A can of crushed tomatoes, an onion, some garlic, some chili flakes, and parmesan cheese. Out of that, I think you can probably make anything. Why my fridge is practically empty is because I don’t shop. I shop for a meal specifically so everything is fresh. I don’t really order in. It’s more of a budget thing, but for an urbanite, it’s a lot wiser to plan your meal and then you know exactly how much you’re spending and exactly how much you’re getting.
Do you have a favorite restaurant in New York City?
I love Commerce. I think people don’t get them. They have beautiful food. The porterhouse there is my absolute favorite. They have a seasonal menu that changes, they have really good details, fantastic cocktails, the atmosphere is fantastic, it’s out of the way. I think one of the most genuine New York restaurants. I also love Strip House.
Your hands seem like they’ve taken quite a beating. I imagine there’s a good story behind that.

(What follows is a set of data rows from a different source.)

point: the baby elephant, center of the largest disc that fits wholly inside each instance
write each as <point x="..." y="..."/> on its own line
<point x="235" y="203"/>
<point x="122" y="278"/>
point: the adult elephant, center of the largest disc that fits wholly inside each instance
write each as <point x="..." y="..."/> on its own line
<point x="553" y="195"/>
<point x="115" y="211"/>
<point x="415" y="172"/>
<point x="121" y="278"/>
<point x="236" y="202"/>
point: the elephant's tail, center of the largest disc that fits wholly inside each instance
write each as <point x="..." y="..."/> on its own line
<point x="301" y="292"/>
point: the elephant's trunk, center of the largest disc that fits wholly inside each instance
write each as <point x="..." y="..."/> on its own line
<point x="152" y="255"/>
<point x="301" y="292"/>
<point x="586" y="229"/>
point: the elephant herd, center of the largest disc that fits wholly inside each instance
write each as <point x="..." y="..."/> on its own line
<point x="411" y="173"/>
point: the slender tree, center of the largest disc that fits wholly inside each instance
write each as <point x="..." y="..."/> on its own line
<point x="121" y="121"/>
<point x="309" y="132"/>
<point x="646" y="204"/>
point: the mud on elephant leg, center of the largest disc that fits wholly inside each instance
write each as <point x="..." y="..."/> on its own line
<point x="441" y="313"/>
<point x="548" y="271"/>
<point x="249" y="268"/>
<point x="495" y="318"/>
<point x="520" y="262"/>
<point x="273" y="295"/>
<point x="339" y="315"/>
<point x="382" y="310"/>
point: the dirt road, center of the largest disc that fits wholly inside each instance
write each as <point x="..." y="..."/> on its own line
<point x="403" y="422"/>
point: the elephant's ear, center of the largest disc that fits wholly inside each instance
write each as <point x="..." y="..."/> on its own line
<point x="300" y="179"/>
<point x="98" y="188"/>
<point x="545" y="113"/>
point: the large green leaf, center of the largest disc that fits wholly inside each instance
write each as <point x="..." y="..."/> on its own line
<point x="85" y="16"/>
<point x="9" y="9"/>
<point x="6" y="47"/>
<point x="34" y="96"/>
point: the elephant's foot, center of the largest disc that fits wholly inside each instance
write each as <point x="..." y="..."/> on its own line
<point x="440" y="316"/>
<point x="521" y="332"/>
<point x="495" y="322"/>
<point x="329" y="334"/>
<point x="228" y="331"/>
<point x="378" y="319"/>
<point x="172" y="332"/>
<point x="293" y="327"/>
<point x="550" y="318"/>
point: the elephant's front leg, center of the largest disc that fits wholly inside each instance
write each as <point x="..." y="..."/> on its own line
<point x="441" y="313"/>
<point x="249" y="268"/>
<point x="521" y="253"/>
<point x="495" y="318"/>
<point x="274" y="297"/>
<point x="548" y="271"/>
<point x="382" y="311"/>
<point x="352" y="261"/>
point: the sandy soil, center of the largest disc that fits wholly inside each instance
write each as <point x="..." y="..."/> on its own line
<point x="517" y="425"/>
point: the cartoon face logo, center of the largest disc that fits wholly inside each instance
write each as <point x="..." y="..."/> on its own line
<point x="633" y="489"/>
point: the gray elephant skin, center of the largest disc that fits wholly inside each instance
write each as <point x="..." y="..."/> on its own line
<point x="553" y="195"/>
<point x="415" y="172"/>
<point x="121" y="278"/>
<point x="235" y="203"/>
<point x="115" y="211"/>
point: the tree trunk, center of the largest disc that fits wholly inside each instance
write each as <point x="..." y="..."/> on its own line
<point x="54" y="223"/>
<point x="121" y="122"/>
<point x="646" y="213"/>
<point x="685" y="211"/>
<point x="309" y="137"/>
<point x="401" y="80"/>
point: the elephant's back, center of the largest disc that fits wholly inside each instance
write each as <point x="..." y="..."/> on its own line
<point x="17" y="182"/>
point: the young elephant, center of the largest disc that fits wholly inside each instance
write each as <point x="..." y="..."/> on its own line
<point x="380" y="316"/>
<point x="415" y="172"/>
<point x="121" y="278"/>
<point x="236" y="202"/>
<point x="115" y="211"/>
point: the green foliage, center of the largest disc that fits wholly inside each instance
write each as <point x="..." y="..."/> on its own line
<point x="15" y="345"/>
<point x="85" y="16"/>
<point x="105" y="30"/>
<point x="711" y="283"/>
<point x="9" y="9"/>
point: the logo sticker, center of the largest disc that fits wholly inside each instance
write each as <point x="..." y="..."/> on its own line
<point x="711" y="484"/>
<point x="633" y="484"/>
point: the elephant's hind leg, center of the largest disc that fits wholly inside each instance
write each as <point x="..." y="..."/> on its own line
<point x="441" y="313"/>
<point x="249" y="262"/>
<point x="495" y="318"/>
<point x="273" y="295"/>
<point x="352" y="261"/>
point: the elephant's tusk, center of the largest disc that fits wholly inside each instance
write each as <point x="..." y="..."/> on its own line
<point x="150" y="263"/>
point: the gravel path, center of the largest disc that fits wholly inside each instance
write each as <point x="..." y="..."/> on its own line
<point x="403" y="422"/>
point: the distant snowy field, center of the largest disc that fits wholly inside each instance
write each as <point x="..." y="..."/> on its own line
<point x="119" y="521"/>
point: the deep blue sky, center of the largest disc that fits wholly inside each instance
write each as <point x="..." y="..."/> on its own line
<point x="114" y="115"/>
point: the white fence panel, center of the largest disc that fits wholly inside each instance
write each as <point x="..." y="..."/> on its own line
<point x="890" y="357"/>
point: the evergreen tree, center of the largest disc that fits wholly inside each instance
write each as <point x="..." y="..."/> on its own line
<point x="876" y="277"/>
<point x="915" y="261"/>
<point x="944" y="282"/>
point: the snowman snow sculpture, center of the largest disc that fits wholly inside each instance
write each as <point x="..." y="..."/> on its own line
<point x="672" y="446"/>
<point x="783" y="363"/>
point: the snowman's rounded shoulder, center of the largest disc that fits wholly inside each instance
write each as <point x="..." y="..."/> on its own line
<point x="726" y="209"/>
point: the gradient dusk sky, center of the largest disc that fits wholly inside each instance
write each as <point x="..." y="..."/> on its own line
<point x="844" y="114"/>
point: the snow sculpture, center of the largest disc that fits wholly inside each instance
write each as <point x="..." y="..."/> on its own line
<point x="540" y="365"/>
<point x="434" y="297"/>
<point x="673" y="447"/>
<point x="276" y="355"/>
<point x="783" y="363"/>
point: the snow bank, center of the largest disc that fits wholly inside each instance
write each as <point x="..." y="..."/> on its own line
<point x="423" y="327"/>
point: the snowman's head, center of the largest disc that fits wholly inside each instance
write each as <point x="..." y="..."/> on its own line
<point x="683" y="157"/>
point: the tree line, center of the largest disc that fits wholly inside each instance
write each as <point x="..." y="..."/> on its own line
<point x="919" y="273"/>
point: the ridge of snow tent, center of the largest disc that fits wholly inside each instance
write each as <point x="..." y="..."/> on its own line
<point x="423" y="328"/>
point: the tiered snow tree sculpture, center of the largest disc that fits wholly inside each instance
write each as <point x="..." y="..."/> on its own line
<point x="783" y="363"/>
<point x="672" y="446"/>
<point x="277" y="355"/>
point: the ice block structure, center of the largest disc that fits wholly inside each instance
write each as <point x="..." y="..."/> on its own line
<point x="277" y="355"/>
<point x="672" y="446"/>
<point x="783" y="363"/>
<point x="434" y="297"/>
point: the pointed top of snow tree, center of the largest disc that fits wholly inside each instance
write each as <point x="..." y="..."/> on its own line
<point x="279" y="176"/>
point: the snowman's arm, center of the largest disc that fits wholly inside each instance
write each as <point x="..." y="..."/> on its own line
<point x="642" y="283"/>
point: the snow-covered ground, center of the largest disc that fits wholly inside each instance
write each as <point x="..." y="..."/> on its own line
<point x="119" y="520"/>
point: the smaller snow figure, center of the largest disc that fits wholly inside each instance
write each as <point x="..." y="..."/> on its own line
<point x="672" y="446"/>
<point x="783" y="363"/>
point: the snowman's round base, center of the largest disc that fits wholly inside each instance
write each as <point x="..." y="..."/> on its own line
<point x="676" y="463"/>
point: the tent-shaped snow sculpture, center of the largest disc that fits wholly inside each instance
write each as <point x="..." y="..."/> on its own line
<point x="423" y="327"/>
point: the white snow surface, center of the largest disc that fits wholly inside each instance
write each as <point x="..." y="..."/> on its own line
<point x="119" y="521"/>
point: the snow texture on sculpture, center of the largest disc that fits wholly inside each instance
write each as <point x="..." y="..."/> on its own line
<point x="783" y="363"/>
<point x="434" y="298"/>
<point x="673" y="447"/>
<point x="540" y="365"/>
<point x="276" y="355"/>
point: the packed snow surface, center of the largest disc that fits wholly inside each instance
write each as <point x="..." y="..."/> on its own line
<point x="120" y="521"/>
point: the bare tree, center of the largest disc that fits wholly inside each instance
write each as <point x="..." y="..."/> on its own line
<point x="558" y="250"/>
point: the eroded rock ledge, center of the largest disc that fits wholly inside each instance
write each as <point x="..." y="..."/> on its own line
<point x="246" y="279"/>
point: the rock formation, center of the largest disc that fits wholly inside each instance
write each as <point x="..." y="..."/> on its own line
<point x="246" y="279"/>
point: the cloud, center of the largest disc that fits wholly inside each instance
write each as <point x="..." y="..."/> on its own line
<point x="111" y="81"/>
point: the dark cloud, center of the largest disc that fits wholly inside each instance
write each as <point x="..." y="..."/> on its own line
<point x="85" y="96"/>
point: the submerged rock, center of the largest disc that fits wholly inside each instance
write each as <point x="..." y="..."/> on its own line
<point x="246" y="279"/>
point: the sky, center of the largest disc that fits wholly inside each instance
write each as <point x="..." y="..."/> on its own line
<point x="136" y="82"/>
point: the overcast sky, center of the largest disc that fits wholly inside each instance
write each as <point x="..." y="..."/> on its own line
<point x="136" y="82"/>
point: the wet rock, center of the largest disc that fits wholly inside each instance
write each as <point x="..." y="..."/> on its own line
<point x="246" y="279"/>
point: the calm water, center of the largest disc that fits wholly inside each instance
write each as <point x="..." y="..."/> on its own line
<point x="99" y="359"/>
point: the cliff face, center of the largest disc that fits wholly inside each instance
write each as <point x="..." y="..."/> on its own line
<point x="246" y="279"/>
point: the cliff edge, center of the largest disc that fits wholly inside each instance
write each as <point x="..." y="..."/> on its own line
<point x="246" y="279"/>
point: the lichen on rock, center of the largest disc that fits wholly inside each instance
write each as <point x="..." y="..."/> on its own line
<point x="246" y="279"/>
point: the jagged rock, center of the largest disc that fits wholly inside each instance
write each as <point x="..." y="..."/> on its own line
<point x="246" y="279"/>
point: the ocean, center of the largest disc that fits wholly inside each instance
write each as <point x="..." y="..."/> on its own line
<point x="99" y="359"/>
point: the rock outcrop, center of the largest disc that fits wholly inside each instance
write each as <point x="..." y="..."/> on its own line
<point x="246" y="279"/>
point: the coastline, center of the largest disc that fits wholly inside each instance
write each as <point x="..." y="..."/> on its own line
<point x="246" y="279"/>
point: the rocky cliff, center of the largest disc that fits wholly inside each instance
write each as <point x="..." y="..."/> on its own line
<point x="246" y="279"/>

I love this story because it’s so characteristic of me. I’m a Chatty Cathy in the kitchen. So this one particular day in the kitchen at Asia de Cuba, I was on my own having to learn how to make guacamole. I had worked 18 hours, had had three hours of sleep, and six shots of espresso. I’ve got 12 cases of avocado. What you do is open, pop, twist, and you take the stone out. You get into a rhythm and I have some tune in my head and then I found a dirty stone (meaning soft seed). I fell into the avocado and the knife so hard that it went into the bone. The chef comes up to me and says, “Give that to me here” and blood spurts everywhere and he soon packs me off into an ambulance.
Needless to say, ten years later, I’m sitting at the Empire Hotel in New York, and this chef walks across and he goes, “Boome. Chef.” It was my old sous-chef, Sean. He said, “The last time I saw you, you were waving goodbye to me from an ambulance.” I had to have plastic surgery. Oh, and I chopped off my finger and lost a knuckle, playing hockey. Told you, messy hands!